- 1 cup butter, softened
- 1 cup sugar
- 1 egg
- 2 teaspoons vanilla extract
- 2-1/2 cups all-purpose flour
- 1/4 teaspoon salt
- 1-1/4 cups semisweet chocolate chips
- In a large bowl, cream butter and sugar until light and fluffy. Beat in egg and vanilla. Combine flour and salt; gradually add to creamed mixture and mix well. Stir in chocolate chips.
- Drop by rounded teaspoonfuls 2 in. apart onto greased baking sheets. Flatten slightly with a glass dipped in sugar. Bake at 375° for 7-8 minutes or until bottoms are browned.

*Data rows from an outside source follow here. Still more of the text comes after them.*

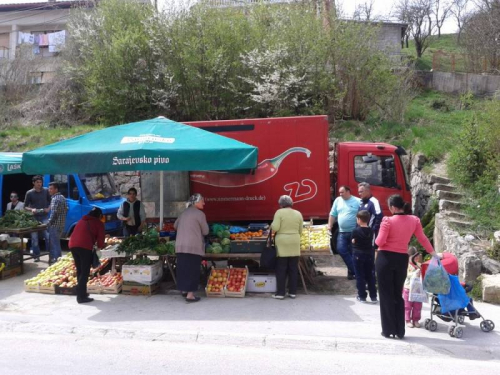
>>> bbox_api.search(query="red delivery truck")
[187,116,411,222]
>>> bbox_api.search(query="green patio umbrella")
[0,152,23,174]
[22,117,257,228]
[22,117,257,174]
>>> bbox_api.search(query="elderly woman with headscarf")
[174,194,209,302]
[271,195,304,299]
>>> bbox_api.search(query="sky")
[0,0,456,34]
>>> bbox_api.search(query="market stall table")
[162,252,331,294]
[0,224,49,274]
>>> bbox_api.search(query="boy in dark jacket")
[352,210,377,303]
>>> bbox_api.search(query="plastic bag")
[408,272,428,302]
[438,275,470,314]
[424,257,450,294]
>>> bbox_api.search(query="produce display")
[24,253,109,288]
[300,228,311,251]
[309,225,330,251]
[104,237,122,245]
[226,268,248,292]
[87,272,123,288]
[117,229,160,256]
[0,210,40,229]
[116,229,175,256]
[229,230,264,241]
[300,225,330,251]
[207,268,229,294]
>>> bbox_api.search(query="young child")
[352,210,377,303]
[403,247,422,328]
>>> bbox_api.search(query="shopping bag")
[424,257,450,294]
[408,272,428,302]
[438,275,470,314]
[260,230,277,270]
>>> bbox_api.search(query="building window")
[354,156,397,188]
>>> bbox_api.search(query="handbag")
[424,257,450,294]
[260,229,277,270]
[408,272,428,302]
[86,221,101,269]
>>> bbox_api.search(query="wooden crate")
[205,267,227,298]
[122,281,160,296]
[38,285,56,294]
[0,267,22,280]
[24,284,40,293]
[224,266,248,298]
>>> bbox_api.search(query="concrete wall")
[418,71,500,96]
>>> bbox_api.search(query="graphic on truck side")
[283,179,318,203]
[190,147,310,188]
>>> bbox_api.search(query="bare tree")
[433,0,451,38]
[352,0,375,21]
[396,0,435,57]
[450,0,470,43]
[463,0,500,74]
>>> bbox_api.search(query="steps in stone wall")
[436,190,464,202]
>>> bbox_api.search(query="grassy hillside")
[330,91,483,161]
[402,34,465,72]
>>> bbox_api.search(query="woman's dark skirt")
[375,250,408,337]
[176,253,201,292]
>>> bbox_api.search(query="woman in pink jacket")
[375,195,437,339]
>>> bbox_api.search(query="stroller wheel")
[453,327,464,339]
[429,320,437,332]
[479,320,495,332]
[448,326,455,337]
[424,318,431,330]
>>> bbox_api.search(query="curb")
[0,322,500,360]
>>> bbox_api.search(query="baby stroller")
[421,253,495,338]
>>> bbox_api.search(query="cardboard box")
[122,281,160,296]
[55,285,76,296]
[230,239,267,254]
[224,267,248,298]
[247,273,278,293]
[0,249,21,268]
[0,266,21,280]
[122,262,163,284]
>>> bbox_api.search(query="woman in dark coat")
[174,194,209,302]
[69,207,104,303]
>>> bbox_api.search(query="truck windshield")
[78,173,119,201]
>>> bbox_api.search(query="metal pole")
[158,171,163,230]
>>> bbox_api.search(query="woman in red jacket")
[69,207,104,303]
[375,195,437,339]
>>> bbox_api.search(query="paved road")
[0,333,500,375]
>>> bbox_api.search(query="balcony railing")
[0,47,9,59]
[204,0,297,7]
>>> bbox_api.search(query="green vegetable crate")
[230,240,267,254]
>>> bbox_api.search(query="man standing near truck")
[116,188,146,237]
[47,182,68,264]
[358,182,384,238]
[24,175,50,262]
[328,186,361,280]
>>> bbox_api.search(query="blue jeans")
[352,252,377,300]
[337,232,355,275]
[31,217,49,256]
[48,227,62,261]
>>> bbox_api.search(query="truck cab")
[332,142,411,216]
[0,173,124,237]
[43,173,124,236]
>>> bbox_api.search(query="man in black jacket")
[116,188,146,237]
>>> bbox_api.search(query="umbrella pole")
[159,171,163,230]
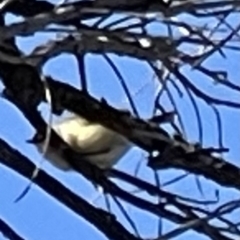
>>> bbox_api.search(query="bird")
[27,113,133,171]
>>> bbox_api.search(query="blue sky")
[0,1,240,240]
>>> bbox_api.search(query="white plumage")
[33,115,132,171]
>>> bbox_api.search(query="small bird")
[27,114,133,171]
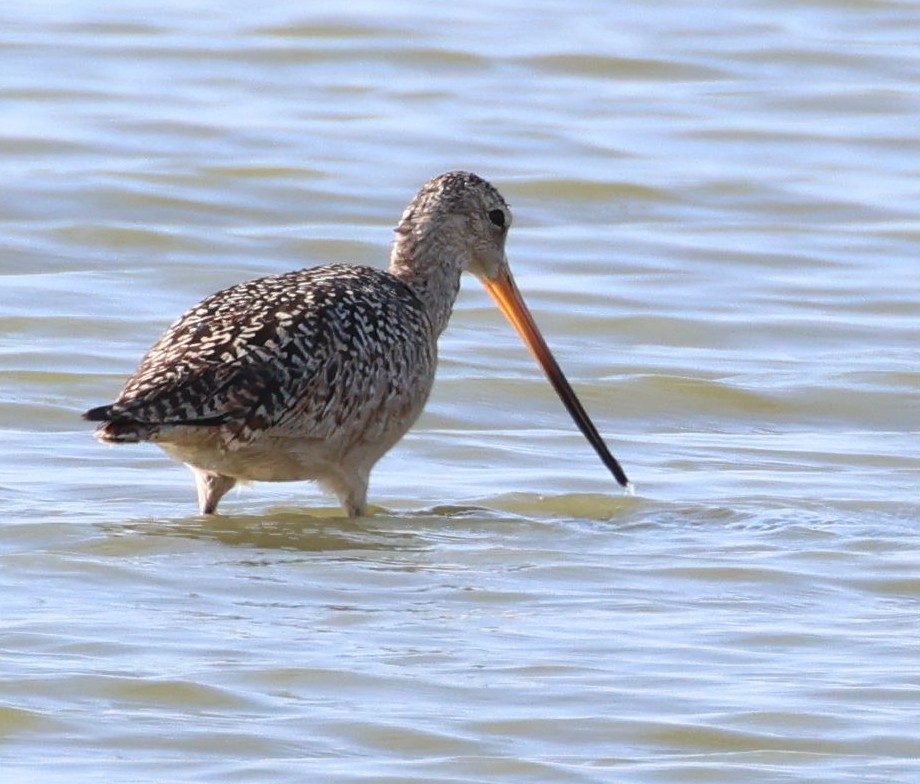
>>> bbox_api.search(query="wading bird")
[83,172,627,516]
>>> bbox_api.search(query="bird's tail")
[83,405,159,444]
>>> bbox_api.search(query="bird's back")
[86,265,436,460]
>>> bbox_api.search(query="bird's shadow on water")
[109,494,648,553]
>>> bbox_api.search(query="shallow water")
[0,0,920,784]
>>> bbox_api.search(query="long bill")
[480,268,629,487]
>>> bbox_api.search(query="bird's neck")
[389,230,464,337]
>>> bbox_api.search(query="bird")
[83,171,628,517]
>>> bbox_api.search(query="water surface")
[0,0,920,784]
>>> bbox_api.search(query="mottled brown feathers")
[85,265,434,448]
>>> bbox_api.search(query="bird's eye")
[489,210,505,229]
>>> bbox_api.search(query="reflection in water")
[105,509,425,553]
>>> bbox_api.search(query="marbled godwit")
[83,172,627,516]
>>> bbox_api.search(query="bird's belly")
[151,390,427,482]
[158,436,339,482]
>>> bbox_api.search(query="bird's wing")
[107,265,434,441]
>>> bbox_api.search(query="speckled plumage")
[84,172,625,515]
[85,172,506,514]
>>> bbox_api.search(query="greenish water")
[0,0,920,784]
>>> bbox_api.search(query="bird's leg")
[189,466,236,514]
[320,467,370,517]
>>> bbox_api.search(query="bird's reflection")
[113,508,429,553]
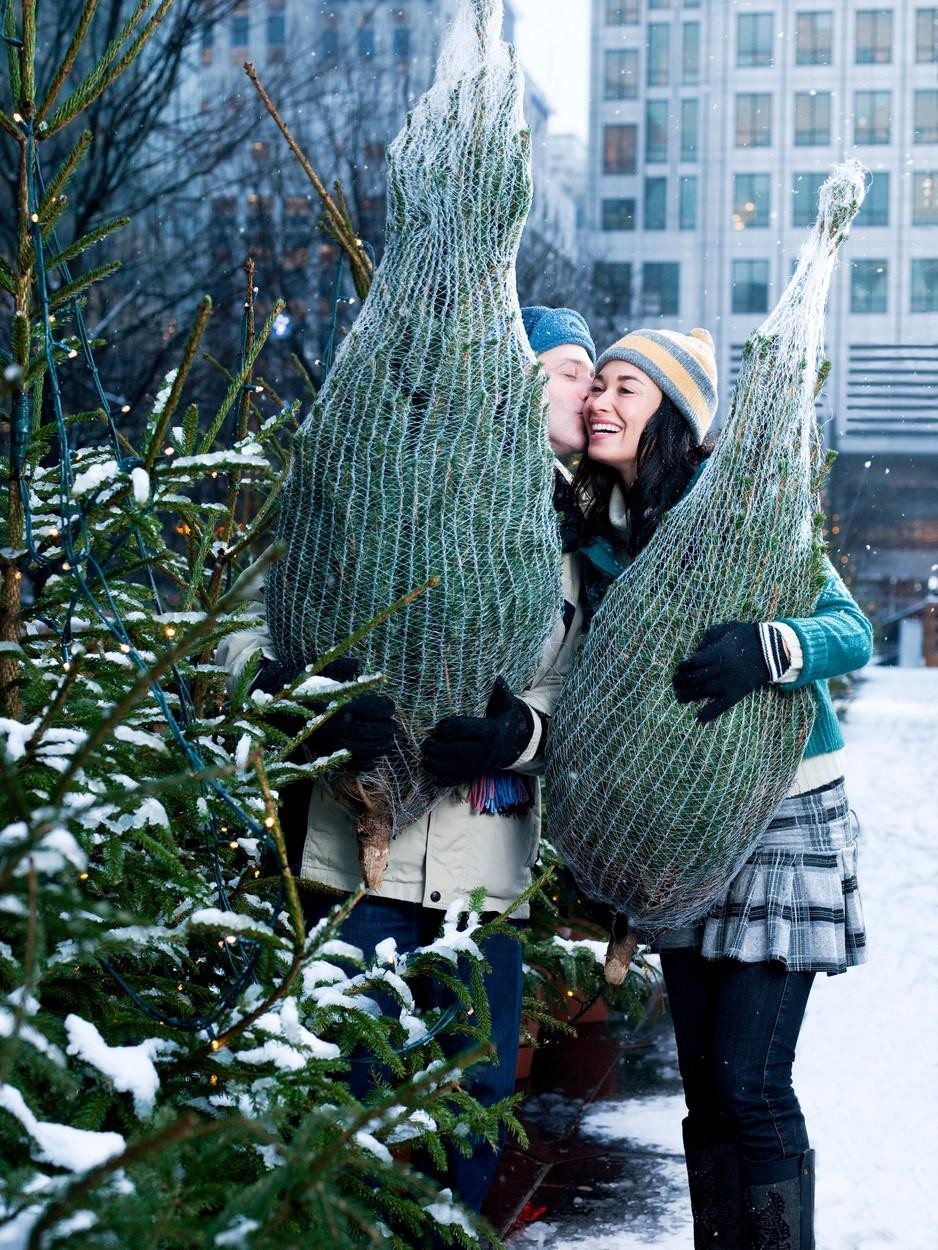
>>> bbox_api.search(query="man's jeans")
[304,895,523,1211]
[662,950,814,1164]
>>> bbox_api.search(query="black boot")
[684,1120,743,1250]
[743,1150,814,1250]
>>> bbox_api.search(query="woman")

Remove to wire racks. Store in an airtight container. Yield: 4-1/2 dozen.
Reviews for Kris Humphries’ Mom’s Small Chocolate Chip Butter Cookies
"I thought the recipe was missing something. After making 1 inch balls, you can't flatten them. They are definitely missing something!!! Help."
"I love shortbread and I love chocolate - this recipe combines both deliciously!"
"Rose is right - this is a shortbread cookie. No leavener necessary."
"This cookie does not require baking soda or baking powder. Ive made these cookies 5 times already and they come out perfect every time...they are a butter cookie...NOT a tollhouse. Delish!!!!! My families new favorite cookie!!!!"
"I also keep checking the menu. I finally realized that it's missing baking soda, so I added 1 tsp."
"This cookie is not good. I kept checking the recipe to see if there had been a mistake."